Due to persistent difficulties in the energy sector I reckon Petrofac (LSE: PFC) is a dicey pick for income chasers. The company which builds infrastructure for the oil and gas markets warned last month that industrial action and poor weather in the Shetlands will result in a further $195m pre-tax loss at its Laggan-Tormore project, adding to the $230m hit already booked on the project.
This is the latest of a spate of profit warnings announced over the past year, and I expect the situation to get even worse at Petrofac as fossil fuel producers across the globe batten down the hatches and reduce investment in new hardware. Consequently the business is expected to clock up a 39% earnings slide in 2015, according to City analysts, following on from last years 11% drop. This result is expected to force Petrofac to slash the dividend to 61.2 US cents per share from 65.8 cents in 2013 and 2014.
On the bright side, such a projection still creates a mighty 4.5% yield. And a predicted 59% earnings bounce next year is expected to push the dividend to 62.9 cents, nudging the yield to 4.6%. However, I believe that such forecasts are eye-poppingly optimistic given that resilient oil pumping across the globe threatens to put the kibosh on any sustained recovery in the black gold price. As a result I believe Petrofac is a risk too far at the present time.
United Utilities Group
It is becoming abundantly clear that regulatory pressures could significantly compromise profitability for water suppliers such as United Utilities (LSE: UU). Governing body OFWAT announced plans late last year to reduce the amount companies can charge customers, and is tipped by many to impose further measures over the next 12 months as it seeks a radical overhaul of the sector to improve consumer confidence and industry transparency.

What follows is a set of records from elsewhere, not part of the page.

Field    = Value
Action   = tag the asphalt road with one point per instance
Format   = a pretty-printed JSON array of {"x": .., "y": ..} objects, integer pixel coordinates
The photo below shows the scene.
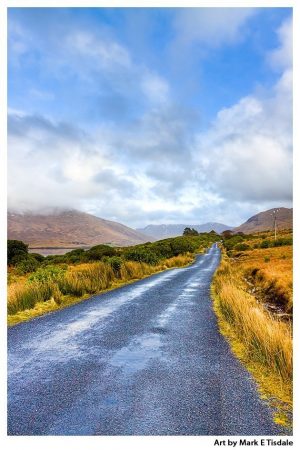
[{"x": 145, "y": 359}]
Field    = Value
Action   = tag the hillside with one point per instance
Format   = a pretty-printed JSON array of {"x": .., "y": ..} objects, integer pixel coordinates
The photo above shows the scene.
[
  {"x": 265, "y": 221},
  {"x": 69, "y": 229},
  {"x": 172, "y": 230}
]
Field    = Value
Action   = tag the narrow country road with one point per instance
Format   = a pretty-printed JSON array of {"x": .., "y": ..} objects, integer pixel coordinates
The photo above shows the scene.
[{"x": 145, "y": 359}]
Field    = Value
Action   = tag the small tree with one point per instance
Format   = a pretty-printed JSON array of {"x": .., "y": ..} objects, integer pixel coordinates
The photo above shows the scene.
[
  {"x": 190, "y": 232},
  {"x": 16, "y": 251}
]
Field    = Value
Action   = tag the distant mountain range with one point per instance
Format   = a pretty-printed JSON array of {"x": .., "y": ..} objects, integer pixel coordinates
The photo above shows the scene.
[
  {"x": 69, "y": 229},
  {"x": 172, "y": 230},
  {"x": 265, "y": 221},
  {"x": 72, "y": 229}
]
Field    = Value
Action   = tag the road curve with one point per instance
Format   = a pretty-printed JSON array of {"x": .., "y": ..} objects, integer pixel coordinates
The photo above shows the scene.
[{"x": 144, "y": 359}]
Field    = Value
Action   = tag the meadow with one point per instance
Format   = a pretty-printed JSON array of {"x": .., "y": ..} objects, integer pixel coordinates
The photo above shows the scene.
[
  {"x": 252, "y": 295},
  {"x": 37, "y": 285}
]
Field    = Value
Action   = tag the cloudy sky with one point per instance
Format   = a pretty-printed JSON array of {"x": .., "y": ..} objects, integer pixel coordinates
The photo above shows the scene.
[{"x": 150, "y": 115}]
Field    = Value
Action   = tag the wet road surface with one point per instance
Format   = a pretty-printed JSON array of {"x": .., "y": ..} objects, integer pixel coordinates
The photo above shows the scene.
[{"x": 145, "y": 359}]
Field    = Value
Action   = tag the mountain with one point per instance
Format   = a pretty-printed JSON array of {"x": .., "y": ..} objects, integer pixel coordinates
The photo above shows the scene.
[
  {"x": 165, "y": 231},
  {"x": 265, "y": 221},
  {"x": 69, "y": 229}
]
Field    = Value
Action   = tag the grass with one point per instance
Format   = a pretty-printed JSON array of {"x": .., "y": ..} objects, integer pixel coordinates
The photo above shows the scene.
[
  {"x": 259, "y": 338},
  {"x": 28, "y": 299}
]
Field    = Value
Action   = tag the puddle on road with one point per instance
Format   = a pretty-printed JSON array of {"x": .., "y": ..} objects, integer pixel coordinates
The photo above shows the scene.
[{"x": 136, "y": 355}]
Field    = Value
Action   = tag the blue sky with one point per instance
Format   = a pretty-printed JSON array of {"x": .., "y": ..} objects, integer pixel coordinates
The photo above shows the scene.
[{"x": 160, "y": 115}]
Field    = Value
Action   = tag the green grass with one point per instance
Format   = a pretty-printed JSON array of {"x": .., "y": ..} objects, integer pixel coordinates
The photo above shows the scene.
[{"x": 29, "y": 299}]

The City currently expects United Utilities to book a 12% earnings gain in the year ending March 2015, propelling the total dividend to 37.7p per share. And even though earnings are expected to slip 12% and 3% in 2016 and 2017 correspondingly, the water provider is expected to keep its progressive policy rolling with rewards of 38.4p and 39.4p for these years. These numbers create bumper yields of 3.9% and 4%.
But given the chronic uncertainty swirling around the future profitability of the sectors major players, I believe that such projections are speculative at best. And with dividend coverage at United Utilities ringing in at 1.1 times through to the close of next year well below the safety barometer of 2 times I reckon current forecasts are built on very fragile ground.